Jakarta, Gatra.com - Anggota Komisi VI DPR RI Fraksi Partai Nasional Demokrat (NasDem) Nyat Kadir bingung dengan kasus proyek Meikarta yang menuai kekisruhan. Pasalnya banyak konsumen hingga sekarang tak kunjung menerima unit apartemen yang dijanjikan pihak pengembang sejak 2019 lalu.
"Model bisnis macam apa ini?" ujar Nyat Kadir dalam Rapat Dengar Pendapat Umum (RDPU) Komisi VI DPR RI di Komplek Parlemen, Rabu (25/1).
Diketahui, sejumlah konsumen bahkan telah melunasi pembayaran unit apartemen secara penuh. Proyek pembangunan apartemen Meikarta justru mangkrak dan tidak ada kejelasan dari pihak pengembang, dalam hal ini PT Mahkota Sentosa Abadi, yang merupakan anak perusahaan Lippo Group milik James Riady.

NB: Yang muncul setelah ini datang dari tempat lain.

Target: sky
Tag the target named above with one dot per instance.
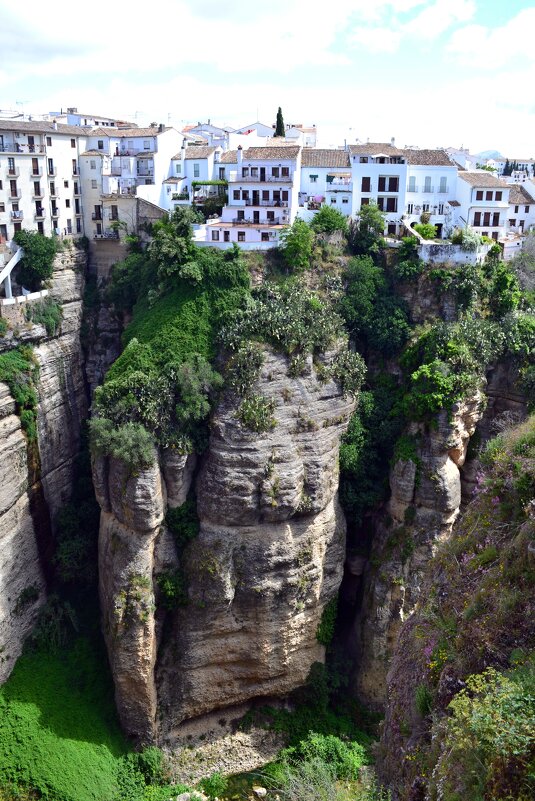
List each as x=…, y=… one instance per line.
x=431, y=74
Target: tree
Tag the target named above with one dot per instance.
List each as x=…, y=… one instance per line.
x=366, y=231
x=328, y=220
x=296, y=245
x=37, y=264
x=279, y=128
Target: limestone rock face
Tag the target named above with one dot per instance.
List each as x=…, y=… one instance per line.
x=62, y=406
x=424, y=504
x=267, y=559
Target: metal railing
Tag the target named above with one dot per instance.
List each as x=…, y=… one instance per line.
x=279, y=204
x=249, y=221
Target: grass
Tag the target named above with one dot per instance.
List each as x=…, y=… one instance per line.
x=58, y=730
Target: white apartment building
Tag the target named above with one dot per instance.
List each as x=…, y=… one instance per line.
x=483, y=203
x=130, y=161
x=263, y=192
x=521, y=215
x=326, y=177
x=379, y=172
x=40, y=184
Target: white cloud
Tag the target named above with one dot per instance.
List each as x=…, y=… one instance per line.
x=491, y=48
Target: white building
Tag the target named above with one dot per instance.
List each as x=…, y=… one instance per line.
x=263, y=192
x=326, y=178
x=483, y=203
x=521, y=215
x=133, y=161
x=40, y=186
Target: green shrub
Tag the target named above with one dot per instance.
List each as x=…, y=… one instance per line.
x=423, y=700
x=38, y=262
x=256, y=413
x=328, y=220
x=327, y=624
x=296, y=245
x=426, y=230
x=48, y=312
x=214, y=785
x=131, y=443
x=19, y=370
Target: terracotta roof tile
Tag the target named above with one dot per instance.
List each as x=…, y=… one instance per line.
x=325, y=158
x=483, y=179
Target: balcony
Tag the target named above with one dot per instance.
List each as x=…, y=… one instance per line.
x=248, y=221
x=257, y=179
x=278, y=204
x=14, y=147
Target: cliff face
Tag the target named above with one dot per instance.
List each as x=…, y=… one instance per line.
x=30, y=497
x=267, y=559
x=424, y=504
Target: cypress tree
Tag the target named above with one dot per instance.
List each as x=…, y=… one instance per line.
x=279, y=128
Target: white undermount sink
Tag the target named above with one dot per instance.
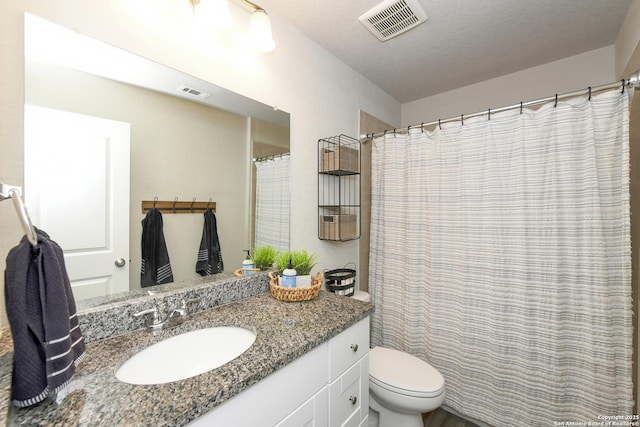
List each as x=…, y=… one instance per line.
x=185, y=355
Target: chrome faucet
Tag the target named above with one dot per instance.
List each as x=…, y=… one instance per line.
x=154, y=321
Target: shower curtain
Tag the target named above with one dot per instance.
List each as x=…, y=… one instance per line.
x=272, y=202
x=501, y=254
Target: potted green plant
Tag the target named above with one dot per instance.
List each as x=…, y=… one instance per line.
x=302, y=261
x=264, y=256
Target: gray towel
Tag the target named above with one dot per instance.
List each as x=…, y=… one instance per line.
x=156, y=267
x=210, y=254
x=47, y=339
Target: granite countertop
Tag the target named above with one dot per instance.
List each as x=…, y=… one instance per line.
x=285, y=331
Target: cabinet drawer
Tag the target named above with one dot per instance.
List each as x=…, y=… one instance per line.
x=348, y=396
x=348, y=347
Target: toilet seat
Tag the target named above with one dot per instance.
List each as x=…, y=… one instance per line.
x=404, y=373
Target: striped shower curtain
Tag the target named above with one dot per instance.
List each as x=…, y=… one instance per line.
x=501, y=254
x=272, y=202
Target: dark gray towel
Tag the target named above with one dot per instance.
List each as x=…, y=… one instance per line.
x=156, y=267
x=210, y=254
x=47, y=339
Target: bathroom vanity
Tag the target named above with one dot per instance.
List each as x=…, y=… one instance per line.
x=308, y=362
x=329, y=386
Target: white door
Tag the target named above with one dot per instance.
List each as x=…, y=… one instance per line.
x=77, y=191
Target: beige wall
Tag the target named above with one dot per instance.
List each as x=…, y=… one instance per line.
x=566, y=75
x=323, y=95
x=178, y=149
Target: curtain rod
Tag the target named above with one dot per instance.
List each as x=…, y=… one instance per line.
x=633, y=82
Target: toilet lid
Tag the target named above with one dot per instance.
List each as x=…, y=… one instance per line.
x=403, y=373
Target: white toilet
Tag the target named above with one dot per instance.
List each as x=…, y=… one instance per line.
x=401, y=386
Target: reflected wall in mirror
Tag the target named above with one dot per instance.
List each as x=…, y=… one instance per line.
x=183, y=144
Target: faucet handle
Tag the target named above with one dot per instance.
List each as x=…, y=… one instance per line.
x=187, y=303
x=153, y=316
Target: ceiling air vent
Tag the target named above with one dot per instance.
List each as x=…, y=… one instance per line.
x=194, y=92
x=392, y=18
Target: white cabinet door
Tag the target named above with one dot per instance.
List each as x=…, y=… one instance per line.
x=313, y=413
x=347, y=348
x=349, y=396
x=77, y=190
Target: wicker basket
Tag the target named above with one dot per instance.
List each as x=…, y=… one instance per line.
x=296, y=294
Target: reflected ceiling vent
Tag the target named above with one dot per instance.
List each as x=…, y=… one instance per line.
x=194, y=92
x=392, y=18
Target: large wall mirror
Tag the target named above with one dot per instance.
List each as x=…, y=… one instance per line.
x=105, y=128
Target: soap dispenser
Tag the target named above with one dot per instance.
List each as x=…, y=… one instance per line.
x=247, y=264
x=289, y=276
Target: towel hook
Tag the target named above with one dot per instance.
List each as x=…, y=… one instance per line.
x=23, y=216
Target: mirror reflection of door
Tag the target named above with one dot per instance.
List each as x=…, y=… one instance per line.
x=87, y=217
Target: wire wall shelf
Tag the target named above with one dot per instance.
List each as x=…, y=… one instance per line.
x=339, y=164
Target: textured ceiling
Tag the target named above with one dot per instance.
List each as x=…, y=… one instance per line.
x=463, y=41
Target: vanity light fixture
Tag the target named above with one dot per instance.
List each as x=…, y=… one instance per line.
x=216, y=13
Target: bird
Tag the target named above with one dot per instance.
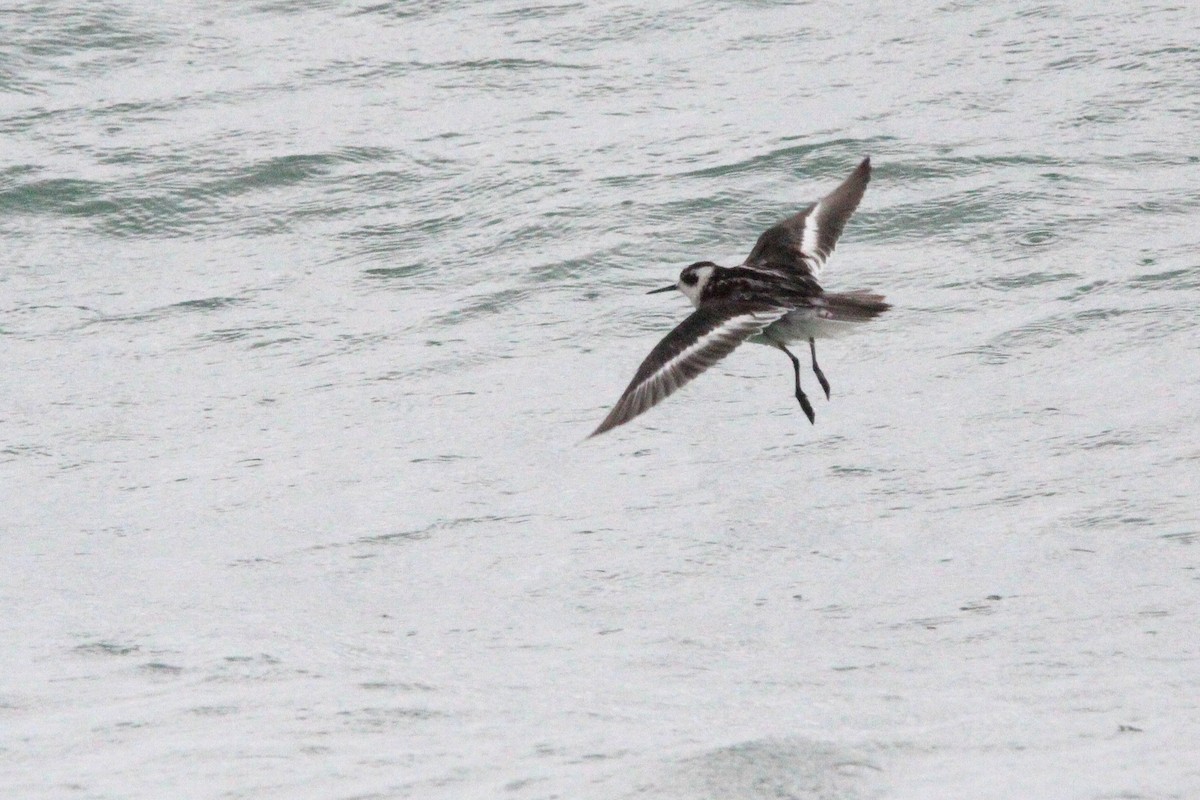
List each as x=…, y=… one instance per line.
x=773, y=299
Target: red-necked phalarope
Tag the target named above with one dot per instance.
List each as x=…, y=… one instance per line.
x=772, y=299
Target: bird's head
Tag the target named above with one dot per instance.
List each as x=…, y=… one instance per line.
x=691, y=281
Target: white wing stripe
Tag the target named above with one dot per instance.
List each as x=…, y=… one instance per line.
x=810, y=239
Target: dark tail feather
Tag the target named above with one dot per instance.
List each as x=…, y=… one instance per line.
x=857, y=306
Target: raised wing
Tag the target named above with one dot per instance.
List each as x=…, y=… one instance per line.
x=699, y=342
x=803, y=242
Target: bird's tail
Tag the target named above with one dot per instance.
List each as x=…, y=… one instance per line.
x=857, y=306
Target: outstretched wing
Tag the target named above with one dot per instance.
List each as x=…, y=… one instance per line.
x=699, y=342
x=803, y=242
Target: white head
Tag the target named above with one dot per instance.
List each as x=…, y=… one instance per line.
x=693, y=281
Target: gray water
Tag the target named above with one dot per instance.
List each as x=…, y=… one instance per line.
x=306, y=310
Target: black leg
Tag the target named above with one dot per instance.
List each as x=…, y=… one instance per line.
x=816, y=370
x=799, y=394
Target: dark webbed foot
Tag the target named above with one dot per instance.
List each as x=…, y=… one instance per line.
x=816, y=370
x=799, y=392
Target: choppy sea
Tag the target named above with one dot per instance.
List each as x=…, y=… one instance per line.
x=307, y=307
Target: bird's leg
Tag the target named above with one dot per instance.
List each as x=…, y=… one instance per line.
x=799, y=394
x=816, y=370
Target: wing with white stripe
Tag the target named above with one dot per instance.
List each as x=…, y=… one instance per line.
x=803, y=242
x=699, y=342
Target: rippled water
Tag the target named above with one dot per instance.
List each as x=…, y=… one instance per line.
x=305, y=310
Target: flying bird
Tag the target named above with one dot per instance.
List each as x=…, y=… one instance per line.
x=772, y=299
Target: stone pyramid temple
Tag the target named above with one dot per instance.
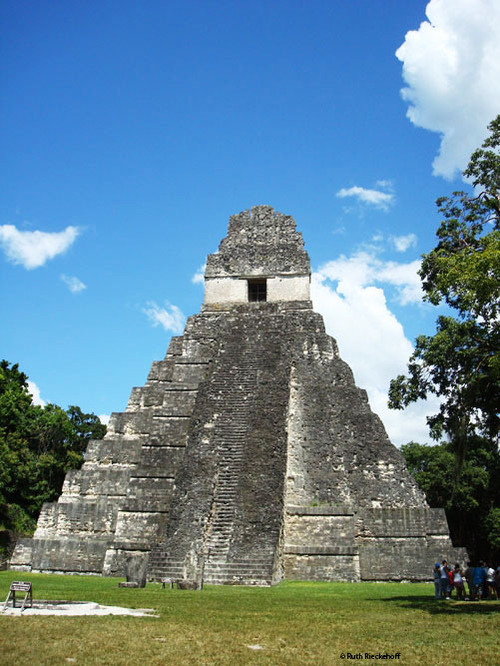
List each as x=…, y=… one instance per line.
x=249, y=456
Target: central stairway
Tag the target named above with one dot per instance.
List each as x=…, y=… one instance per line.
x=239, y=528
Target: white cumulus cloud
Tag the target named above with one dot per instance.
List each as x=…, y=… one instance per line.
x=35, y=393
x=349, y=293
x=169, y=317
x=73, y=283
x=375, y=198
x=451, y=66
x=33, y=249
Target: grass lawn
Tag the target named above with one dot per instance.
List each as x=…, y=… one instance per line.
x=293, y=623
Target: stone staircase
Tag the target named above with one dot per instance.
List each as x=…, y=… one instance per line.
x=220, y=556
x=235, y=386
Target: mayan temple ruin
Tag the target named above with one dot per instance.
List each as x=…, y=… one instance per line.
x=249, y=456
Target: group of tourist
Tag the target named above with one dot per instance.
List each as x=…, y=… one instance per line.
x=483, y=581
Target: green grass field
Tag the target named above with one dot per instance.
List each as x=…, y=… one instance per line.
x=293, y=623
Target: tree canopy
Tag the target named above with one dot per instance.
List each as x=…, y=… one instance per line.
x=460, y=363
x=37, y=447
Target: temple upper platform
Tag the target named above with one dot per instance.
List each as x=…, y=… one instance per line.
x=262, y=258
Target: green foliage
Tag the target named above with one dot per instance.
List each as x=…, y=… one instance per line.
x=461, y=362
x=37, y=447
x=470, y=496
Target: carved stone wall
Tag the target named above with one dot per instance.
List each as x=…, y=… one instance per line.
x=249, y=455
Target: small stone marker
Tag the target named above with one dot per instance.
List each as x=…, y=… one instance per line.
x=20, y=586
x=128, y=584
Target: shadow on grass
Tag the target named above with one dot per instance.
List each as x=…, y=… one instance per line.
x=442, y=607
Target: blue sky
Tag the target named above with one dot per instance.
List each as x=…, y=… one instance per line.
x=130, y=131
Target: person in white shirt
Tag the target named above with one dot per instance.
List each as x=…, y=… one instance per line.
x=458, y=582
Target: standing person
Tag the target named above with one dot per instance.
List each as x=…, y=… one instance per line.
x=445, y=583
x=485, y=581
x=468, y=578
x=437, y=581
x=458, y=582
x=477, y=581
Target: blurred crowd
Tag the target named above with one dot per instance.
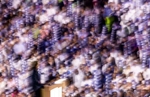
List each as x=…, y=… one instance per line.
x=101, y=46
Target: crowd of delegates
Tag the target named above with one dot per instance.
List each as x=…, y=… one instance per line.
x=101, y=46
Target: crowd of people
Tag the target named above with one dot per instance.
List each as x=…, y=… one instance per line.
x=101, y=46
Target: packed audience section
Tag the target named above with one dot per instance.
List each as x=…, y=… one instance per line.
x=101, y=46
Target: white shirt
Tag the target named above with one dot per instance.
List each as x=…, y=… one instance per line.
x=19, y=48
x=146, y=74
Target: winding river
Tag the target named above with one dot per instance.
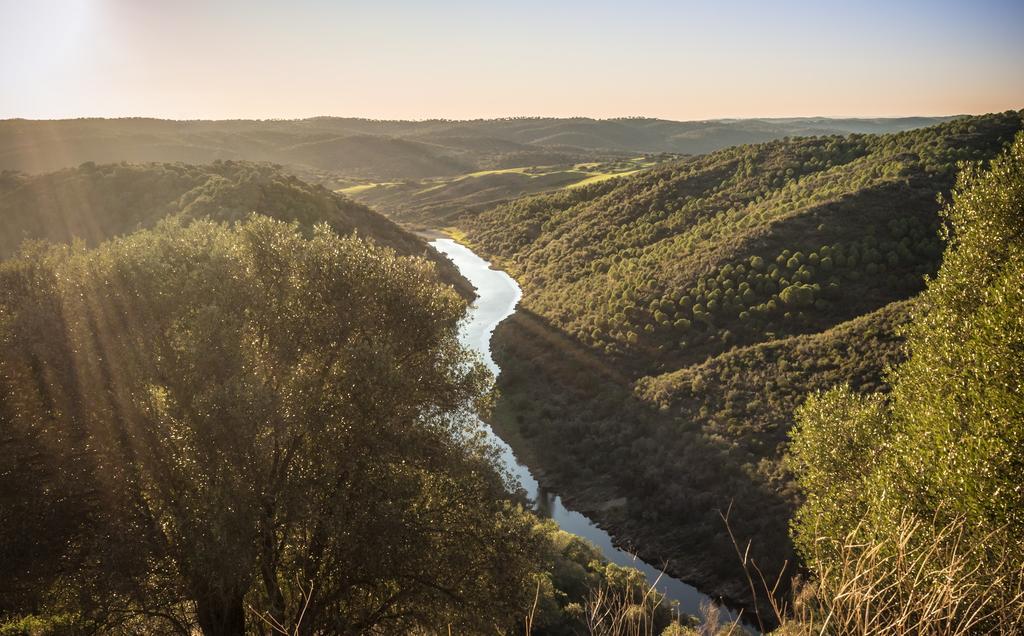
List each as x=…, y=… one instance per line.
x=498, y=295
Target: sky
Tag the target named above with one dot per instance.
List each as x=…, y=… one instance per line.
x=682, y=59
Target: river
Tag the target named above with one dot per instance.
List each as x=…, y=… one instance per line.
x=498, y=295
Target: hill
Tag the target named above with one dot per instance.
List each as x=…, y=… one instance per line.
x=673, y=320
x=94, y=203
x=337, y=147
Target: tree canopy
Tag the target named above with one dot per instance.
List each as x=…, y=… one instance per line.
x=213, y=417
x=947, y=446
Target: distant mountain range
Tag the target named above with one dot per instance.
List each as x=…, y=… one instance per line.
x=364, y=149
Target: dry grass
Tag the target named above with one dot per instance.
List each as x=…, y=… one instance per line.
x=922, y=581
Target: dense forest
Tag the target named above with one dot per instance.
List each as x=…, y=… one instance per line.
x=329, y=147
x=231, y=401
x=674, y=319
x=235, y=421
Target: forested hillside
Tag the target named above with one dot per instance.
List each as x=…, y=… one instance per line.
x=217, y=425
x=94, y=203
x=699, y=302
x=392, y=150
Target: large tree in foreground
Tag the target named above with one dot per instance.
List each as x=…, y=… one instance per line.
x=928, y=483
x=220, y=422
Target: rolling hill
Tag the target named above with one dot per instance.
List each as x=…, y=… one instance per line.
x=96, y=202
x=337, y=147
x=673, y=319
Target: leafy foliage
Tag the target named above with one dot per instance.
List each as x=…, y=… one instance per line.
x=229, y=415
x=718, y=291
x=94, y=203
x=946, y=447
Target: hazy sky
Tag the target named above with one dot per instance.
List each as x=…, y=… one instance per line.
x=404, y=59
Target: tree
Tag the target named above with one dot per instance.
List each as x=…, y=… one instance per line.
x=947, y=446
x=279, y=422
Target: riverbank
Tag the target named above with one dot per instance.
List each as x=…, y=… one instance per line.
x=543, y=388
x=497, y=298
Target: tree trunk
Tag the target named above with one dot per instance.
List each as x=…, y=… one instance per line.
x=219, y=616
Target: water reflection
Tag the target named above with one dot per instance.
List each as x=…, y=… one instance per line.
x=498, y=296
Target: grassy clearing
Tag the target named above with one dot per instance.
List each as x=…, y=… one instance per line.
x=353, y=189
x=602, y=176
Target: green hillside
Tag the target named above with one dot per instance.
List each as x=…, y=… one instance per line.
x=694, y=306
x=393, y=150
x=94, y=203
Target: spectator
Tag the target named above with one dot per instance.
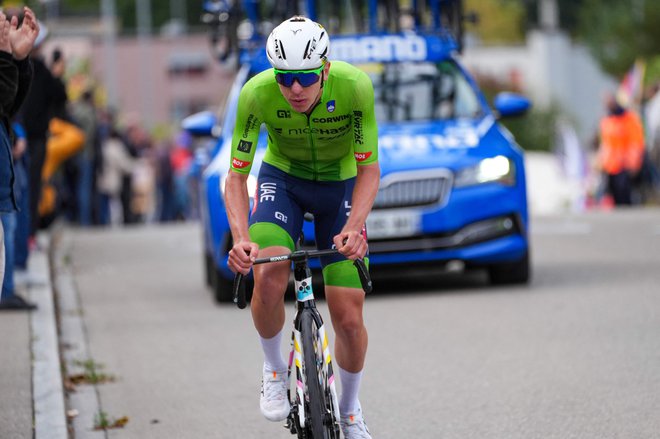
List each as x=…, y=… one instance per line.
x=84, y=113
x=117, y=162
x=621, y=150
x=16, y=74
x=47, y=95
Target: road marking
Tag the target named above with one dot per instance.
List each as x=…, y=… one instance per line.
x=560, y=228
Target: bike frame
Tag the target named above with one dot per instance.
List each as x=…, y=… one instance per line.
x=306, y=304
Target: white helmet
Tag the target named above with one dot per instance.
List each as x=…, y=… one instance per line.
x=298, y=44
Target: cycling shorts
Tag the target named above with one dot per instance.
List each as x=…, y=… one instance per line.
x=280, y=204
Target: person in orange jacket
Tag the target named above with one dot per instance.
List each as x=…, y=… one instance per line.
x=621, y=150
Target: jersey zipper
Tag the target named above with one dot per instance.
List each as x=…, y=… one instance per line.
x=313, y=146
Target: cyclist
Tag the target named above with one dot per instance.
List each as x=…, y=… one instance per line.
x=322, y=157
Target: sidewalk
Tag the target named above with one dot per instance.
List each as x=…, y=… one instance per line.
x=32, y=395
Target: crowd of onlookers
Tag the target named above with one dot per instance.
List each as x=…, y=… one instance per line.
x=73, y=160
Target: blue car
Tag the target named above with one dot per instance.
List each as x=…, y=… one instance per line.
x=452, y=178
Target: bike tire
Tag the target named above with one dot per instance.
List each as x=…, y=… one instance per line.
x=316, y=406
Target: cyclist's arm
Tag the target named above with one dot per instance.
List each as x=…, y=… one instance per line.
x=364, y=193
x=237, y=201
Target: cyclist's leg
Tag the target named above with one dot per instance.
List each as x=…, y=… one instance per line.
x=275, y=223
x=343, y=291
x=275, y=220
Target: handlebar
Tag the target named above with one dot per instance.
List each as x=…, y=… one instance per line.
x=299, y=256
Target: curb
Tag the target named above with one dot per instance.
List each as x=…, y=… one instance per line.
x=47, y=387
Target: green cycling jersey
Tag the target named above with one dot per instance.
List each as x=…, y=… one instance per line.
x=326, y=145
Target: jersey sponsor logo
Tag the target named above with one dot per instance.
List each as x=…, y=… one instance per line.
x=321, y=131
x=267, y=191
x=362, y=156
x=357, y=127
x=380, y=49
x=244, y=146
x=249, y=125
x=331, y=119
x=239, y=164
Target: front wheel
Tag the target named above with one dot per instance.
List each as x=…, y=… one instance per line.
x=320, y=422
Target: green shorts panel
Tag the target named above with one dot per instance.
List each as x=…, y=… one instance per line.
x=270, y=235
x=343, y=274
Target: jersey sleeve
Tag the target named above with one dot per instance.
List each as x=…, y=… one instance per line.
x=365, y=129
x=246, y=131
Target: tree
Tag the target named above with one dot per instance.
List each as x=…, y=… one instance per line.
x=620, y=31
x=500, y=21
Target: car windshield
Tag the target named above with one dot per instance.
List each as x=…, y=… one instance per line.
x=422, y=91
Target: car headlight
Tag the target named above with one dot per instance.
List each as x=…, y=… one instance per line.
x=498, y=169
x=251, y=183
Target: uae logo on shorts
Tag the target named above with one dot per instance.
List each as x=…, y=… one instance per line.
x=362, y=156
x=330, y=106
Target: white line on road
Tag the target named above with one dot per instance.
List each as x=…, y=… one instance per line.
x=560, y=228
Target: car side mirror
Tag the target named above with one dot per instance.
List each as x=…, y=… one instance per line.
x=509, y=104
x=202, y=124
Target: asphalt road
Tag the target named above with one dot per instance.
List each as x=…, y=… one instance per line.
x=573, y=355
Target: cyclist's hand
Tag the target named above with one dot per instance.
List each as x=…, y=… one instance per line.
x=351, y=244
x=241, y=256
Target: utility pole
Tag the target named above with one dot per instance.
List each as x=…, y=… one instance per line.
x=549, y=15
x=143, y=13
x=108, y=14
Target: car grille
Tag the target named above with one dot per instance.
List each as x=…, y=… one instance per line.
x=414, y=189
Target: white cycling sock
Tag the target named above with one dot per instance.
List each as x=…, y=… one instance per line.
x=350, y=386
x=273, y=360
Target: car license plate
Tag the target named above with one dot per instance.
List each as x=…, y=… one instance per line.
x=392, y=224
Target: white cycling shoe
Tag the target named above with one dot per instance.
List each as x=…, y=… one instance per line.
x=354, y=427
x=274, y=402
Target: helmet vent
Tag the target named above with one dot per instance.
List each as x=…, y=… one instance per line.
x=282, y=50
x=307, y=54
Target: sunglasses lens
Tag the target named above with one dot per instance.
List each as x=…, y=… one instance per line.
x=307, y=79
x=304, y=78
x=286, y=79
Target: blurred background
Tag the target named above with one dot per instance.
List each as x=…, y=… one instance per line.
x=150, y=64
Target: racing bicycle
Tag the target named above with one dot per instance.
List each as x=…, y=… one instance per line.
x=314, y=406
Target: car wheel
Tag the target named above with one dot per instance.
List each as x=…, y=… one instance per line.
x=517, y=272
x=208, y=269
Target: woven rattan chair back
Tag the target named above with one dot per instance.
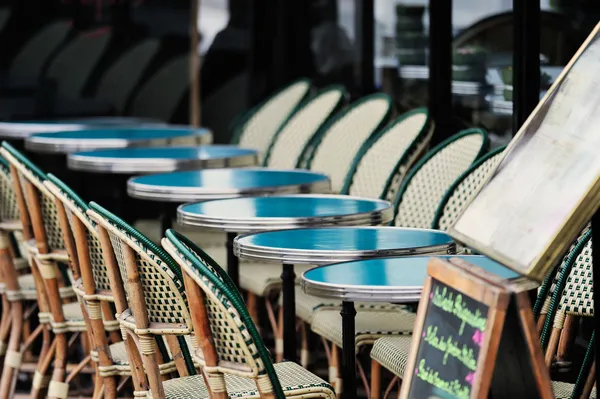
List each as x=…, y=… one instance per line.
x=160, y=277
x=48, y=235
x=9, y=208
x=258, y=126
x=155, y=306
x=335, y=146
x=385, y=158
x=464, y=189
x=287, y=145
x=230, y=340
x=427, y=182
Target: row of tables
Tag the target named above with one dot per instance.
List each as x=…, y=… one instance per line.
x=284, y=216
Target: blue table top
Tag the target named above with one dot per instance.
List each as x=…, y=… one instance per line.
x=200, y=185
x=347, y=239
x=284, y=211
x=337, y=244
x=384, y=279
x=24, y=129
x=128, y=133
x=142, y=160
x=71, y=141
x=202, y=152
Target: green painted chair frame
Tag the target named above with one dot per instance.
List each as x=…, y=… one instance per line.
x=62, y=319
x=256, y=130
x=152, y=305
x=231, y=345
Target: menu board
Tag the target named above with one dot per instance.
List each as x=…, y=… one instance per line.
x=453, y=333
x=548, y=185
x=474, y=337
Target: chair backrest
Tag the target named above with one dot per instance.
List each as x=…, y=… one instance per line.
x=259, y=125
x=160, y=278
x=336, y=144
x=120, y=79
x=289, y=142
x=160, y=95
x=464, y=189
x=427, y=182
x=28, y=64
x=89, y=249
x=72, y=66
x=46, y=226
x=386, y=157
x=232, y=343
x=9, y=208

Baca Juga: Andre Rosiade Geram Pihak Meikarta Mangkir RDPU Komisi VI DPR
"Kalau kita beli cash (tunai) barangnya kita langsung ambil. Ini gimana bisa ketipu, ada hipnotis atau gimana kira-kira?" tutur Nyat Kadir lagi.
Anggota Komisi VI Daerah Pilih (Dapil) Jawa Barat VII Daeng Muhammad mengungkapkan ihwal transaksi unit Meikarta yang dilakukan dari salah satu konsumen cum korban Meikarta.
Sambil memegang dokumen transaksi tersebut, Daeng menuturkan terdapat bukti pembayaran penuh satu unit apartemen di Meikarta seharga Rp285 juta. Transaksi itu dilakukan korban pada tahun 2017 silam saat iklan Meikarta secara masif tersebar di berbagai media promosi.
Baca Juga: Mangkir, DPR Ingatkan Manajemen Meikarta Bisa Ditahan
Secara rinci, Daeng menjelaskan korban telah membayar uang muka (DP) sebesar Rp26 juta, biaya profesi Rp2 juta, dan pelunasan unit sebesar Rp257 juta.
"Tapi masalahnya orang sudah membayar dengan cash 2017 sampai hari ini belum jelas unitnya, artinya apa yang dilakukan Meikarta adalah penipuan terhadap konsumen," ucap Daeng dalam kesempatan yang sama.
Lebih lanjut, Daeng pun heran dengan gugatan yang belakangan dilayangkan oleh pihak Meikarta dan Bank Nobu kepada para konsumen Meikarta yang melakukan unjuk rasa. Seperti diketahui, korporasi itu melakukan gugatan perdata terhadap para konsumennya ke Pengadilan Negeri Jakarta Barat dengan nilai mencapai Rp56 miliar karena dianggap mencemarkan nama baik perusahaan.